SOCIÉTÉ DE L'ASSURANCE AUTOMOBILE DU QUÉBEC

Partie intimée

 


DÉCISION


[1]               Le requérant conteste une décision rendue par l'intimée, la Société de l'assurance automobile du Québec, le 15 mai 2015, concluant à un comportement envers la consommation d'alcool ou de drogue à risque pour la sécurité routière.

[2]               Cette décision énonce également les conditions requises pour l'obtention d'un nouveau permis, à savoir :

Ø    Se soumettre à un examen médical et faire parvenir le formulaire dûment rempli et signé par son médecin;

Ø    Se soumettre à une évaluation complète auprès d’un centre reconnu par l’Association des centres de réadaptation en dépendance du Québec (A.C.R.D.Q.);

Ø    Lors de l’obtention du nouveau permis, l'obligation de munir son véhicule d'un dispositif détecteur d'alcool pour une période d'un an, indépendamment de toute autre période d'utilisation d'un tel dispositif lié à un permis restreint ou assorti de la condition I.

 

[3]               Le Tribunal a pris connaissance de l’ensemble de la preuve documentaire dont il retient ce qui suit.
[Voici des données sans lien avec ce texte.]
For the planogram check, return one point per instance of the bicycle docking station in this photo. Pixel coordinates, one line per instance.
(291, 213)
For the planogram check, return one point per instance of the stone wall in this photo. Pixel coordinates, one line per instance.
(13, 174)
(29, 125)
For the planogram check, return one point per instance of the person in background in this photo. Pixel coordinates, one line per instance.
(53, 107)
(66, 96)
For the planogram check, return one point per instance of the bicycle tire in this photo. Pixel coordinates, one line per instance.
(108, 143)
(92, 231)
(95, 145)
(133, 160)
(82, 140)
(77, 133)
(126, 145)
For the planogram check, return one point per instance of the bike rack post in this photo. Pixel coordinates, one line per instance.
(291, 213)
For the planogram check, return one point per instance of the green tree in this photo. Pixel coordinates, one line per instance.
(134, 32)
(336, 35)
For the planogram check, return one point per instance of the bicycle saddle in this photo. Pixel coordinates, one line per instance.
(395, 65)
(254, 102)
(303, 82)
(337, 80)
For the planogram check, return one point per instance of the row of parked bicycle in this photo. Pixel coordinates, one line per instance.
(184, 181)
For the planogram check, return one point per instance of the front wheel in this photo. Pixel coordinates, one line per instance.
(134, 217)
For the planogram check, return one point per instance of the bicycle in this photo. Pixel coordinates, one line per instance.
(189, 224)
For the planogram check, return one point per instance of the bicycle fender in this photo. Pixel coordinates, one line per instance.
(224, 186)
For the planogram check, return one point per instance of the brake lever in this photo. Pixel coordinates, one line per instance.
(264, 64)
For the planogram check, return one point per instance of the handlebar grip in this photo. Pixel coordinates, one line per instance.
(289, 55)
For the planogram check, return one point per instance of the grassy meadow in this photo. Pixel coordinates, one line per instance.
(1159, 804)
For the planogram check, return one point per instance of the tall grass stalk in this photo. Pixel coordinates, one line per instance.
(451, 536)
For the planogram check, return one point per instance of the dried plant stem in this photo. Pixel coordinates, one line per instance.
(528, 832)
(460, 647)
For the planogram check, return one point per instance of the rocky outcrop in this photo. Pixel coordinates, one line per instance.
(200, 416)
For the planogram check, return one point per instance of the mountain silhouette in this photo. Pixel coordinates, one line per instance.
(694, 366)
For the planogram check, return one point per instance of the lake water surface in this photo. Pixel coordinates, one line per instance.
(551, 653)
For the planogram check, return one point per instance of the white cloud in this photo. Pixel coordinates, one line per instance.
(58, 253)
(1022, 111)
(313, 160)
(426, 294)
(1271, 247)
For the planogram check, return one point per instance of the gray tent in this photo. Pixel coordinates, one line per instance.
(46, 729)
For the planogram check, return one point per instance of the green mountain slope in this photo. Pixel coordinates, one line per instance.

[4]               Le requérant est âgé de 45 ans.

[5]               Le 5 juillet 2012, il est reconnu coupable de conduite avec facultés affaiblies (article 253 (1)a) du Code criminel ) des suites d’une infraction commise le 18 décembre 2011.

[6]               Son permis de conduire est révoqué en conséquence, tel que prescrit à l’article 180 du Code de la sécurité routière [1] avec la possibilité cependant d’obtenir un permis restreint, c’est-à-dire assorti de l’obligation de munir son véhicule d’un anti-démarreur, d’en assumer les frais et de se conformer aux modalités prévues, à compter du 5 octobre 2012.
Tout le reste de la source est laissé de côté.